RL Notes (11): Imitation Learning • Xiaohei's Blog

Preface#

Note: this series is converted from my Mubu notes. If you prefer a more illustrated reading experience, you can read it in my Mubu space. Due to length constraints, the Chapter 12 Mubu notes are there. If you find any logical mistakes, please let me know in the comments—thank you!

Start#

Many people start learning RL from games: rewards are clear and the cost of failure is low.

But once you look at the real world (robots, autonomous driving, healthcare), you’ll find:

Rewards are often hard to specify clearly (for example, what exactly does “drive like a human” mean in computable metrics?), and exploration cost is extremely high (one crash can be total loss). These two constraints make pure trial-and-error RL much less viable.

The docs give a very practical answer in this chapter: imitation learning.

Its input is not reward, but expert demonstrations: how the expert acts is what you learn first.

Two main lines of imitation learning#

The docs mention two major approaches:

One line is Behavior Cloning (BC), the other is Inverse Reinforcement Learning (IRL). One looks like supervised learning; the other is more like “learn preferences first, then learn decisions.”

I usually understand it like this:

BC treats “imitation” as supervised learning and directly learns $\pi(a|s)$ ; IRL first infers a “reward function / preference” from expert behavior, then runs RL under that reward.

1) Behavior Cloning (BC): the most supervised-learning-like imitation#

The docs describe it clearly: whatever the expert does, the agent learns to do the same.

Implementation-wise, it’s a supervised learning problem:

Input is observation $s$ , label is expert action $a$ . If actions are discrete, you typically use cross-entropy; if actions are continuous, MSE or negative log-likelihood is more common.

2) DAgger: aggregate datasets to fix distribution shift#

The docs mention DAgger’s idea: record what the expert would do in the states the model actually encounters.

You can think of it as a loop of “make mistakes, then ask the expert”: run your current policy for a while so you actually reach the failure-prone states; then query the expert “what would you do here”; then add the new data to the dataset and retrain. Repeat this, and the data distribution becomes closer and closer to what your model will truly see at deployment.

This continually pulls the data distribution back to “where you really end up going.”

3) Inverse Reinforcement Learning (IRL): infer rewards from demonstrations#

The docs finally mention IRL’s motivation: behavior cloning doesn’t solve everything, so IRL is introduced.

IRL’s intuition:

Expert behavior usually implies some hidden “preference” or “reward.” IRL tries to infer that preference from demonstrations, then uses ordinary RL to learn a policy under that reward. It fits scenarios where it’s hard to write reward, but you can obtain sufficiently high-quality demonstrations.

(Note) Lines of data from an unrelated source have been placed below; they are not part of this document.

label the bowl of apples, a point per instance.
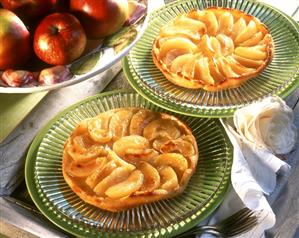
(49, 44)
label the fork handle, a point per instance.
(201, 230)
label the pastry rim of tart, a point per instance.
(151, 165)
(228, 47)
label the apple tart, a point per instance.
(213, 49)
(126, 157)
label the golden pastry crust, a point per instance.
(126, 157)
(213, 49)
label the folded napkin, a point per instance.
(258, 132)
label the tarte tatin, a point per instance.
(126, 157)
(213, 49)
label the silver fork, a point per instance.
(236, 224)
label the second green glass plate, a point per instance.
(56, 200)
(281, 76)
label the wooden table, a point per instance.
(19, 217)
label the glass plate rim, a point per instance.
(33, 190)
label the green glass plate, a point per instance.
(281, 77)
(52, 195)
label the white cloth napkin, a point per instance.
(254, 134)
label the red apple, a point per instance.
(15, 47)
(100, 18)
(61, 5)
(59, 39)
(28, 9)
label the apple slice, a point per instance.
(119, 123)
(191, 24)
(214, 71)
(177, 161)
(202, 71)
(254, 40)
(127, 187)
(81, 170)
(226, 23)
(169, 179)
(151, 178)
(238, 27)
(248, 62)
(133, 144)
(180, 145)
(98, 128)
(119, 161)
(251, 53)
(139, 120)
(179, 43)
(161, 128)
(117, 175)
(103, 170)
(227, 44)
(247, 33)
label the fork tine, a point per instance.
(243, 213)
(242, 219)
(245, 227)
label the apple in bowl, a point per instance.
(59, 39)
(28, 9)
(15, 46)
(100, 18)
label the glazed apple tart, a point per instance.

This is valuable in settings where “reward is hard to specify but demonstrations are easier to obtain.”

Chapter summary: if you don’t want to write rewards, find demonstrations#

I summarize the value of imitation learning in one sentence:

In the real world, demonstrations are often cheaper than rewards.

BC helps you quickly get a usable policy, DAgger makes it less likely to drift, and IRL (or GAIL) lets you learn “expert-like” behavior without explicit rewards.

At this point, Chapter 11 of EasyRL-base completes a closed loop from foundational concepts to common algorithms to advanced topics (sparse rewards, imitation learning). If you continue writing, I suggest prioritizing: the continuous-control trio (DDPG/TD3/SAC) and the basic paradigms of offline RL—they often connect with imitation learning in real engineering.